Penso que é tão importante reflectir sobre os "projectos falhados" como enaltecer aqueles que são conseguidos - e seguidos, publicados, nomeados.
Eu não tenho esse problema - já aqui dei conta, por ex, e um projecto que falhou literalmente - A casa em Santiago - por não ter conseguido a empatia e o envolvimento imprescindível com o "Dono da Obra".
Como quase todos os arquitectos (se não todos) tenho um considerável número de propostas (projectos preliminares) a enrugar no "arquivo morto".
Uns, porque não consegui a empatia tão decisiva, com os desejos e com os sonhos dos "clientes". Outros, porque, pura e simplesmente, "morreram na praia".
Hoje, entendo que não existe esse "arquivo morto". Ficam sempre resíduos, apontamentos, ideias, que mais tarde, imprevisivelmente, renascem e informam outras propostas.
Cria-se uma espécie de "reserva", silenciosa mas omnipresente.
Um desenho, feito com paixão, uma ideia que surge do "aparente nada", constituem um património de relevante valor em "invenções" futuras.
Esta é uma introdução para uma "história" que vivi intensamente e que, hoje, considero exemplar.
Vivia em Londres, era coleccionador de arte contemporânea, de automóveis antigos e notáveis, excêntrico, divertido.
Tinha, alegadamente, comprado um terreno de sonho (também)... Nas falésias sobre o mar, em Assafora, perto de Sintra.
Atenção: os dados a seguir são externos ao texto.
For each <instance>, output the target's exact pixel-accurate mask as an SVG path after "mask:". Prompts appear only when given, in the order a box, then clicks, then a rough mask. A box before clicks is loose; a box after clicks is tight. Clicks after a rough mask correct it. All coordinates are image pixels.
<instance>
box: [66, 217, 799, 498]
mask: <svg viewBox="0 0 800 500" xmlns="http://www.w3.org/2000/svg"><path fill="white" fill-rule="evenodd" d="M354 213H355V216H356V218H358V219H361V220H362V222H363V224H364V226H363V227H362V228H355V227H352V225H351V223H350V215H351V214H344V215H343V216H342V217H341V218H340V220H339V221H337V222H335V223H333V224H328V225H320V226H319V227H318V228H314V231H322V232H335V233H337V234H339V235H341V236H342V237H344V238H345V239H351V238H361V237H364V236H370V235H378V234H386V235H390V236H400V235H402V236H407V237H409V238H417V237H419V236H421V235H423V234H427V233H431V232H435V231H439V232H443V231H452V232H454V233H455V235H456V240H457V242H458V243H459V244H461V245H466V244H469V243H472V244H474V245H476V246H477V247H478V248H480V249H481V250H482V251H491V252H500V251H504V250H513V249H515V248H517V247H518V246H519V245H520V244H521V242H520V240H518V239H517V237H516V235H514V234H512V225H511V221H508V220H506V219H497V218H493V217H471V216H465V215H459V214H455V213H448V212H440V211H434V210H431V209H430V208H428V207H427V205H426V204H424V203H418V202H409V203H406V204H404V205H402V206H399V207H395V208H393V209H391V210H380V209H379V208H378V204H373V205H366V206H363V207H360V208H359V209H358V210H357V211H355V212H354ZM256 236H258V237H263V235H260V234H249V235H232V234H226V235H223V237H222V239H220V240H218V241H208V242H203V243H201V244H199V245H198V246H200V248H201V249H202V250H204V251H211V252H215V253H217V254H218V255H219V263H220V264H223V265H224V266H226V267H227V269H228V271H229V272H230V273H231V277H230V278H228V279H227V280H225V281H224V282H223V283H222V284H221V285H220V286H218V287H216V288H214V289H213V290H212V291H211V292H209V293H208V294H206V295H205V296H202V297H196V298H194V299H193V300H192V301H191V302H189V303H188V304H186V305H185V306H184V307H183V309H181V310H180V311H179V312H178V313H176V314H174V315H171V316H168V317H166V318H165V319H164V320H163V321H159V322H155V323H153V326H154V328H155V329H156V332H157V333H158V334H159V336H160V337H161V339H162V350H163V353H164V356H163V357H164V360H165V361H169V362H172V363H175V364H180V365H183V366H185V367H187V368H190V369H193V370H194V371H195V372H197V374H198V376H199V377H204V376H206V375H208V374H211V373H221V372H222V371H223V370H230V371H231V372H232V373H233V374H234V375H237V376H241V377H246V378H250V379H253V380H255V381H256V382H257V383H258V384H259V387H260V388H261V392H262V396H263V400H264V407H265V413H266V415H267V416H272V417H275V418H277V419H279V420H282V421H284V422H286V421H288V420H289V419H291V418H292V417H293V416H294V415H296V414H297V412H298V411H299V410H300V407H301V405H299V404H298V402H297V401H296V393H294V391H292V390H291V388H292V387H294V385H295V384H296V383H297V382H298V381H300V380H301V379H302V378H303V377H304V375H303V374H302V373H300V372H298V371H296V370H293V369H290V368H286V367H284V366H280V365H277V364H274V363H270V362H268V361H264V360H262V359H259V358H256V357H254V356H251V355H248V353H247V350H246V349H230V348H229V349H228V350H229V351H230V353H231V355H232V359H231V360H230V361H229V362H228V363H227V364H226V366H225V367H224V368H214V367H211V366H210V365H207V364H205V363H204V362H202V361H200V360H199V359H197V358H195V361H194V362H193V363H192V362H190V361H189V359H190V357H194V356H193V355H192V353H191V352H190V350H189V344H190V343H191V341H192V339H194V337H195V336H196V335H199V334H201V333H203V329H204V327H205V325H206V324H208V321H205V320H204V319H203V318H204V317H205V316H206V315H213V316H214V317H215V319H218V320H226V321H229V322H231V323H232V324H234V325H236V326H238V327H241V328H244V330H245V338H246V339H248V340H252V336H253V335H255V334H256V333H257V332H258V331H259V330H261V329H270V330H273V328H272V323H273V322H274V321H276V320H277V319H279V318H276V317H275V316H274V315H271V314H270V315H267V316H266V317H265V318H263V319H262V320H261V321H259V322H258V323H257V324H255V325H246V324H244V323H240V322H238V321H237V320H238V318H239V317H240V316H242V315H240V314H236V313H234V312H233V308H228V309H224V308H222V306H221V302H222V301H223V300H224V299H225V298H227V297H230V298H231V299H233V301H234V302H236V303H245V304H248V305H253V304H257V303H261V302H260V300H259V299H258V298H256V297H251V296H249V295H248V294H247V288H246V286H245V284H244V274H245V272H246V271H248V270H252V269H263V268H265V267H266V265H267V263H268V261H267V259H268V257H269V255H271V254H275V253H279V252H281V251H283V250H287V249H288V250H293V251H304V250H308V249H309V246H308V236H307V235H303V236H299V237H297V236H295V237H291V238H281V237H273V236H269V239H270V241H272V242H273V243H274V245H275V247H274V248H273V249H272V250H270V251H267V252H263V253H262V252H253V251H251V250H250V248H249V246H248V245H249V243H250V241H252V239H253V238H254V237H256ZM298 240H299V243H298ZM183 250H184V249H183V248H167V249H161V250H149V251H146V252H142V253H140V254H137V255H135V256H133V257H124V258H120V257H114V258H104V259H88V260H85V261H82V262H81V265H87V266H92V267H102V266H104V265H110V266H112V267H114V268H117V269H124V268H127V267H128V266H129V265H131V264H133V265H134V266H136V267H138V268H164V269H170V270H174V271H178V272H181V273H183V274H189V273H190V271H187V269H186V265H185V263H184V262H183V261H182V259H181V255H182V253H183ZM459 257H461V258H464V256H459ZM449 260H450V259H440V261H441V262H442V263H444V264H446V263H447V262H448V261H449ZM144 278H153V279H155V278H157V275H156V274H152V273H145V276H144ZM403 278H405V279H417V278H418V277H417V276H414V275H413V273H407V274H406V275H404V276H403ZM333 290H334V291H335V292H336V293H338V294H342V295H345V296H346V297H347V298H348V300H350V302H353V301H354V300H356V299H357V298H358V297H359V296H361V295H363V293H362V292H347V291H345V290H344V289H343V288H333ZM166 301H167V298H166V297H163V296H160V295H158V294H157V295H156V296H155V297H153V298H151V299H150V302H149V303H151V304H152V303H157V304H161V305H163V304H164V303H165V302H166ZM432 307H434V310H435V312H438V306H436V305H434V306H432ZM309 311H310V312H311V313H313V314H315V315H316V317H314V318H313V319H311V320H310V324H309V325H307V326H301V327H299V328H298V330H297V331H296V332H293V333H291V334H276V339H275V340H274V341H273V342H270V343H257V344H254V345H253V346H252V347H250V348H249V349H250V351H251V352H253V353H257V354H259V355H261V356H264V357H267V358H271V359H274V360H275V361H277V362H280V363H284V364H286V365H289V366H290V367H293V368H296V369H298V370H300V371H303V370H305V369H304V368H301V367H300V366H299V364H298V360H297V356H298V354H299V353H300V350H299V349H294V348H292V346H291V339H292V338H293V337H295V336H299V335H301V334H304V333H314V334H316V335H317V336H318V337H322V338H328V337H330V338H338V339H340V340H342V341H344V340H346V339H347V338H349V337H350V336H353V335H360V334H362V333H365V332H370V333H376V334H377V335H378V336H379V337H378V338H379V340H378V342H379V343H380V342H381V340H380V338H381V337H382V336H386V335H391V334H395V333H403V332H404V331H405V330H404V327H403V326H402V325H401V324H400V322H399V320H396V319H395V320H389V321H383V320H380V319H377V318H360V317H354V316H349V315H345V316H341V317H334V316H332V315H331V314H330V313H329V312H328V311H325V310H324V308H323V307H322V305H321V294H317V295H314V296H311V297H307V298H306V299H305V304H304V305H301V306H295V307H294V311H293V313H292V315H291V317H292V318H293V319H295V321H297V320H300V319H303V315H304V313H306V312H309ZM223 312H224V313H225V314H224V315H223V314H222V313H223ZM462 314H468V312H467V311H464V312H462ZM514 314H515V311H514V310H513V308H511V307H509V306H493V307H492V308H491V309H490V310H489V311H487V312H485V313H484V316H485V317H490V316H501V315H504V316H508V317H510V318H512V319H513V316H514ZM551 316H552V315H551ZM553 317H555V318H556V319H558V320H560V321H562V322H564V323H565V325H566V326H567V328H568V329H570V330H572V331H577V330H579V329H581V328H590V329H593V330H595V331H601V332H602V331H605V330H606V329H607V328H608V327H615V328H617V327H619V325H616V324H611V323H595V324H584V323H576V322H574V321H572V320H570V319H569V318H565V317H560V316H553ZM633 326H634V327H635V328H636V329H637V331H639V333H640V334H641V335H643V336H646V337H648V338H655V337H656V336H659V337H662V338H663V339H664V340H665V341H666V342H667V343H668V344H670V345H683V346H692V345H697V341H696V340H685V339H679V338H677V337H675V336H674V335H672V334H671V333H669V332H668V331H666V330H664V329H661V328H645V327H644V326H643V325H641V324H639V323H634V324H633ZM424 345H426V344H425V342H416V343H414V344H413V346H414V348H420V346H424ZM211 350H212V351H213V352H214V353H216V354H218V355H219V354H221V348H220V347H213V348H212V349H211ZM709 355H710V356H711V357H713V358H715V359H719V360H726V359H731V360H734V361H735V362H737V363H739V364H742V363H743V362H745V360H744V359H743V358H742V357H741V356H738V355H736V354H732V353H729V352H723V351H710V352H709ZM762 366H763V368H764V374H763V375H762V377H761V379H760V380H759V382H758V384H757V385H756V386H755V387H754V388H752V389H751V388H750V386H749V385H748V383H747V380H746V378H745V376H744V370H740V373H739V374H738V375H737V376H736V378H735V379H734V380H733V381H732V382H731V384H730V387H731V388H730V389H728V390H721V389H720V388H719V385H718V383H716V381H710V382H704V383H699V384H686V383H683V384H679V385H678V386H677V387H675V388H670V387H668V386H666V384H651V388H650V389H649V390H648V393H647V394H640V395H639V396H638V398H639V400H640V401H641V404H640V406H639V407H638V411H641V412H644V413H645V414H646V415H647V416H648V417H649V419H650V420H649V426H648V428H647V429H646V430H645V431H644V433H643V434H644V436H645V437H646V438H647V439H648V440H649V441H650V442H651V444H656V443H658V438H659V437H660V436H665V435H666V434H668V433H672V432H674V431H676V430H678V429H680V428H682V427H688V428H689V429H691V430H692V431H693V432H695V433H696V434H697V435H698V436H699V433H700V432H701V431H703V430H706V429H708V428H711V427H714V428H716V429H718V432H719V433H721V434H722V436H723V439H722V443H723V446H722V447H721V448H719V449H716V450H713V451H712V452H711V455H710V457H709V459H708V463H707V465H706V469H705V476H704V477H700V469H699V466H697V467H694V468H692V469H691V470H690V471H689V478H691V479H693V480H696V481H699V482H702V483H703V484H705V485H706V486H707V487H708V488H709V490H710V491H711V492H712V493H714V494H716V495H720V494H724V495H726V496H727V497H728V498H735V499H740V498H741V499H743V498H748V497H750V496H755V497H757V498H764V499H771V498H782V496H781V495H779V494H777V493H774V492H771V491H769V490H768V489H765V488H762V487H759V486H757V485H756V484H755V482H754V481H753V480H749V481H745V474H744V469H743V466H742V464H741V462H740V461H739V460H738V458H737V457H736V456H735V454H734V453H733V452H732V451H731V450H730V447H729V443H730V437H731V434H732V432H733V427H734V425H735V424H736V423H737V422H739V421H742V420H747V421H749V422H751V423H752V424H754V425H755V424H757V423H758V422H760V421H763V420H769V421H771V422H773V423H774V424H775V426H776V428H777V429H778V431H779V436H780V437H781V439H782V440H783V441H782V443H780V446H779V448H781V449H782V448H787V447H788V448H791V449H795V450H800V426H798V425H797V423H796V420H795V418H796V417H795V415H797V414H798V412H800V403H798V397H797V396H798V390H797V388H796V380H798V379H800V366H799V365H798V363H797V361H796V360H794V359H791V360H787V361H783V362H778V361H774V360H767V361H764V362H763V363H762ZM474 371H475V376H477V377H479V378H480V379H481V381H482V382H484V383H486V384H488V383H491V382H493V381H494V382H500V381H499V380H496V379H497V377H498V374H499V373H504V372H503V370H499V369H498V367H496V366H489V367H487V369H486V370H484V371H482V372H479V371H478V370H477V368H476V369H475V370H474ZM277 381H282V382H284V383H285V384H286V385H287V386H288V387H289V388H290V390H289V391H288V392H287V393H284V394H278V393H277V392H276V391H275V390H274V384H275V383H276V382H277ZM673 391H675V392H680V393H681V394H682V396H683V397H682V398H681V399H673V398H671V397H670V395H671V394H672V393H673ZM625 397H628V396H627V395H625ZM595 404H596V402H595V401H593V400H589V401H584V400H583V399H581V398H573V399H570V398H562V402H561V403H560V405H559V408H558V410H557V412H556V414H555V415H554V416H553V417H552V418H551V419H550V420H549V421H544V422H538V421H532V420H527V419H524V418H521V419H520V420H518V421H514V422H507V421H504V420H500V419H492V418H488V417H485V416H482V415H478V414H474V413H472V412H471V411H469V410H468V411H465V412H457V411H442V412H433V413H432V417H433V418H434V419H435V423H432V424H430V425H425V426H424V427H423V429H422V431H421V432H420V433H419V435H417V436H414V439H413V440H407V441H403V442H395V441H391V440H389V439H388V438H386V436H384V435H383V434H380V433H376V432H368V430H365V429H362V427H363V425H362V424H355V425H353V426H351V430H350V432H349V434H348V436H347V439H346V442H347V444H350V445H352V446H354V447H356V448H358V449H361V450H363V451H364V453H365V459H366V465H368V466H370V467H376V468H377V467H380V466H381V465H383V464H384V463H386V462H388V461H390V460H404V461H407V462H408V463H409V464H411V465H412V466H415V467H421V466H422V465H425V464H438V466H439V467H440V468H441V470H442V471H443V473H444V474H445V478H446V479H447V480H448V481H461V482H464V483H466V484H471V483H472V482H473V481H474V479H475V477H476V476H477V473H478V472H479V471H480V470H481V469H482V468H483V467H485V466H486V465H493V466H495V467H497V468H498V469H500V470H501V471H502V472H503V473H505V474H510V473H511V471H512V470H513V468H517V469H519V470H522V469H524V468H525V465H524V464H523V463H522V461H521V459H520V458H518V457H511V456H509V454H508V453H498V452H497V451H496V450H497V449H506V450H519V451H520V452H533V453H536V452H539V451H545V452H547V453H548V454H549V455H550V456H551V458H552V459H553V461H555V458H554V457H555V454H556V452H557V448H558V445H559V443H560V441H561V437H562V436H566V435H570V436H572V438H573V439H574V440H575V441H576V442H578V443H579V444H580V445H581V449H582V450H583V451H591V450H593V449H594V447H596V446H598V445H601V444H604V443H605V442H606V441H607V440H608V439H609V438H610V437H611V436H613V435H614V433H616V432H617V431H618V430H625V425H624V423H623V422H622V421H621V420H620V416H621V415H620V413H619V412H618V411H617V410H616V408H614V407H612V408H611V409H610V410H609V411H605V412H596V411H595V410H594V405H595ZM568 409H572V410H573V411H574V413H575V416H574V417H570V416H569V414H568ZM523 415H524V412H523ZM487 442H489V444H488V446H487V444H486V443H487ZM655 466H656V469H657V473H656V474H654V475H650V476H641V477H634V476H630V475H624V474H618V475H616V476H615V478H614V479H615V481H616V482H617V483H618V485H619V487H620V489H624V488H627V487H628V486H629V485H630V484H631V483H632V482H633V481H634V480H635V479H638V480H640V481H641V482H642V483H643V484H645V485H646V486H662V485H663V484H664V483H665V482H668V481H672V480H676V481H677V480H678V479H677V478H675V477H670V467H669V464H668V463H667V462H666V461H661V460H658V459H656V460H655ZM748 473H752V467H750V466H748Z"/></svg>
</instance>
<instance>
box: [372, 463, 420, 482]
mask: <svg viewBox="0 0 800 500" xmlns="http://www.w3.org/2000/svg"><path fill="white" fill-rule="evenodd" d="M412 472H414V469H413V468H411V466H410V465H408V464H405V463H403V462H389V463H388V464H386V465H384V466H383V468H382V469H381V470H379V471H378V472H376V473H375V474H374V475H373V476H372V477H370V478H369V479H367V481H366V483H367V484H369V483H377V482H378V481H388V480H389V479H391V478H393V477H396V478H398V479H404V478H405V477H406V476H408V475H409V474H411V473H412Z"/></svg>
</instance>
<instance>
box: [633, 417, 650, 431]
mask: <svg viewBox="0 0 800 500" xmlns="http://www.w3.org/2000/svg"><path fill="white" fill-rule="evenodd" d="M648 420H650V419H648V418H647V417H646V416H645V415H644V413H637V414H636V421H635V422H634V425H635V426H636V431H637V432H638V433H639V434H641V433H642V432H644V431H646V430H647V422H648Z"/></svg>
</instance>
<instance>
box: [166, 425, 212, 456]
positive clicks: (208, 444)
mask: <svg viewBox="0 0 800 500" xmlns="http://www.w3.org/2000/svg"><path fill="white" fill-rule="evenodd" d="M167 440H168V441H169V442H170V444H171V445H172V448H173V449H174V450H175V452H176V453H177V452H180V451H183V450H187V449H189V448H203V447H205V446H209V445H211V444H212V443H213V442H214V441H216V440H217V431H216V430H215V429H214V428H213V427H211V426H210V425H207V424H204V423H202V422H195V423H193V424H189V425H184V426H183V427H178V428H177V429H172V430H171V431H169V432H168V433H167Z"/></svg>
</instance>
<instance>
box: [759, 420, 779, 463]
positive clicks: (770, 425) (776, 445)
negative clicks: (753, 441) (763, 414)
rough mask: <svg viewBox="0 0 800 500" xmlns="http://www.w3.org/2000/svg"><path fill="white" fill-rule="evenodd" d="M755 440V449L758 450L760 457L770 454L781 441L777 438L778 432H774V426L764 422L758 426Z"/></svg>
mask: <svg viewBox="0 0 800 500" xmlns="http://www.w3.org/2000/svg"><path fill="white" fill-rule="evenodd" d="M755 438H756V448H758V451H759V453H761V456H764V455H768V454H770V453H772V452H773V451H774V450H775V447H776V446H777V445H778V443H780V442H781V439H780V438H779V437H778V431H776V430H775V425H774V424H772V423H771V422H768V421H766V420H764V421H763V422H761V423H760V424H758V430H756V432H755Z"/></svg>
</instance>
Tinha um ideal... Uma casa que albergasse a sua colecção de arte, os seus vários automóveis, as suas fantasias...
Convenceu-me a projectar uma casa que se pudesse movimentar (em direcção ao mar), sobre carris. Tinha ideias fantásticas - por ex. um enorme LCD na sala, que reproduziria em "directo" o estado de espírito do Mar, num desejo de o ter dentro de casa...
No projecto estava também envolvido um companheiro de outras aventuras - o artista plástico João Louro.
Depois dos primeiros estudos, esquissos, e ideias mais ou menos viáveis, o meu amigo deixou de dar notícias...
Vim a saber, mais tarde, que tinha abdicado dos seus sonhos e comprado uma casa, lá para os lados de Azeitão, projectada pelo ilustre e incontornável Tomaz Taveira...
Chegou ainda, insatisfeito que estava, a solicitar-me uma remodelação da dita... Recusei, é claro.
A prática da arquitectura é feita, também, destas histórias.
Ensinam-nos muito, se tivermos a humildade de com elas aprender.
Fica sempre alguma coisa. Nem que sejam as fotografias ... e os desenhos.